2024 Yılı İkinci Çeyrek Yapı İzin İstatistikleri
TÜİK tarafından açıklanan Yapı İzin İstatistikleri’ne göre 2024 yılı ikinci çeyreğinde belediyeler tarafından yapı ruhsatı verilen bina sayısı yıllık bazda %22,7, daire sayısı %28,9 ve yüz ölçümü %30,9 azalmış, yapı ruhsatı verilen binaların toplam yüz ölçümü 27,1 milyon metrekare iken; bunun 14,6 milyon metrekaresi konut, 6,9 milyon metrekaresi konut dışı ve 5,6 milyon metrekaresi ise ortak kullanım alanı olarak gerçekleşmiştir.

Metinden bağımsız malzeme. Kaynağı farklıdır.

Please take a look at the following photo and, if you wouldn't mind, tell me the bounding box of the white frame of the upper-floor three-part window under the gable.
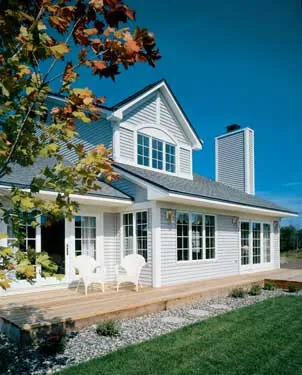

Yurt Dışı Müteahhitlik Hizmetleri: Türk müteahhitler dünya ikinciliğini bu yıl da korudu
Ocak-Eylül 2024 dönemi itibarıyla Türk inşaat sektörü tarafından yurt dışında 11,8 milyar ABD Doları tutarında 161 proje üstlenilmiştir. Böylece sektörün 1972 yılında Libya ile yurt dışı pazara açılmasından bu yana ulaştığı uluslararası proje portföyü büyüklüğü, 137 ülkede üstlenilen 12.297 projeyle toplam 515,8 milyar ABD Doları olmuştur.
2024 yılının ilk dokuz ayında yurt dışında en çok iş üstlenilmiş ülke;
- 2,3 milyar ABD Doları ile Suudi Arabistan olurken,
- 1,7 milyar ABD Doları ile Cezayir ikinci,
- 1,2 milyon ABD Doları ile de Gabon üçüncü sırada yer almıştır.